Przedstawienie… to złe słowo. Zbyt trywialne, bo tytułowa Hanka niczego nie przedstawia. Ona odpowiednio prowadzi narrację, opowiada o swoim życiu i często brutalnych doświadczeniach naznaczonych I i II Wojną Światową: o Tragedii Górnośląskiej, o represjach Ślązaków ze strony nie tylko nazistów czy sowietów, ale też Polaków. To jednoosobowy spektakl o śląskości. Powiedzieć, że to temat trudny to czysty truizm i monodram Teatru Korez z całą pewnością nie sprawia, by był łatwiejszy w odbiorze. Pozwala jednak zrozumieć to, co nierozumiałe.
Opowieść o niezrozumieniu
Gwoli wyjaśnienia – sam czuję się Polakiem. Urodziłem się w Krakowie i mimo tego, że od 10 roku życia mieszkam na Śląsku Cieszyńskim, to wciąż mówię o sobie, że jestem z Krakowa.
Piszę to, by nakreślić moją perspektywę w ocenie „Hanki”. Śląskość w ostatnich latach urosła do rangi tematu debaty publicznej, którą obserwuję stojąc nieco z boku – z pozycji dziennikarza, politologa z wykształcenia. Mam do niej dystans i dlatego właśnie doceniam takie wydarzenia, jak ogólnopolska premiera telewizyjna sztuki opowiadającej o bardzo bolesnych historycznych dramatach. Ważnych dla wielu ludzi.
„Mianujom mie Hanka” jest dla mnie sztuką o niezrozumieniu. Z dwóch powodów.
Po pierwsze – język. Jestem Polakiem, posługującym się na co dzień zwykłą polszczyzną. Protagonistka z kolei mówi po śląsku. „Jaśniusieńki ancug”, „bialusieńki kabotek z czerwonymi pociorkami” czy „ale mnie to fechtło!” – to wyrażenia, których sens rozumiem li tylko z kontekstu. Gdyby mnie ktoś zapytał, co są pociorki czy co to znaczy ślimtać się, to bym nie wiedział. Nawet mimo tego, że w rodzinie mojej żony słychać czasem godkę „po naszymu”.
Nie tylko jednak o tak prozaiczne niezrozumienie chodzi.
To spektakl o niezrozumieniu Ślązaków. Ślązaków, którzy podkreślają swoją odrębność, własne tradycje, własną kulturę, własną historię. Tę odrębność podkreśla dodatkowo właśnie język śląski, który niby dla Polaków jest znajomy, czasem bywa śmieszny (trochę jak stereotypowy czeski, prawda?), ale jednak przy bliższym kontakcie okazuje się, że nie do końca go rozumiemy. Ma w sobie po prostu pewne naleciałości innych narodów, tak różnych, jak różne były dzieje Śląska.

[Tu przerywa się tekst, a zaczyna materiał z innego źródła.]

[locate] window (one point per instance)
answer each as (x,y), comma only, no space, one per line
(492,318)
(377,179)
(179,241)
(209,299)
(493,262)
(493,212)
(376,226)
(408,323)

Chwyta za serce. Nawet nie-Ślązaka
W pełni zrozumiały z kolei jest przekaz. Hanka to kobieta, która doświadczyła dramatów wojny – prześladowań, śmierci najbliższych, represji ze strony różnych władz państwowych. Jednak dzięki świetnej, bardzo emocjonalnej grze aktorskiej Grażyny Bułki historia ta nabiera osobistego charakteru. Widzimy przed sobą bohaterkę, dumną ze swojego pochodzenia Ślązaczkę, która opowiada nam o swoim cierpieniu i bezradności wobec tragicznych wydarzeń. To uniwersalne przesłanie chwyci za serce nawet kogoś, kto nie czuje się Ślązakiem.
Można to nawet udowodnić. Uchylę rąbka tajemnicy – w najbliższym drukowanym wydaniu „Zwrotu” ukazał się wywiad, który przeprowadziłem z Łukaszem Kohutem, śląskim posłem do Parlamentu Europejskiego. Jest on gorącym orędownikiem monodramu Teatru Korez, zabiega o pokazywanie go w różnych śląskich miastach, przed różną publicznością. Opowiadał mi kiedyś, że każda widownia reaguje jednakowo na zakończenie sztuki. Przez dłuższy czas wszyscy siedzą w ciszy. Zadumie. Przejęciu. Dopiero po chwili rozlegają się oklaski. Widać to nawet na nagraniu z Teatru Telewizji.
Śląskość trafia do serc nawet ogólnopolskiej publiki. Tak bardzo nieśląskiej.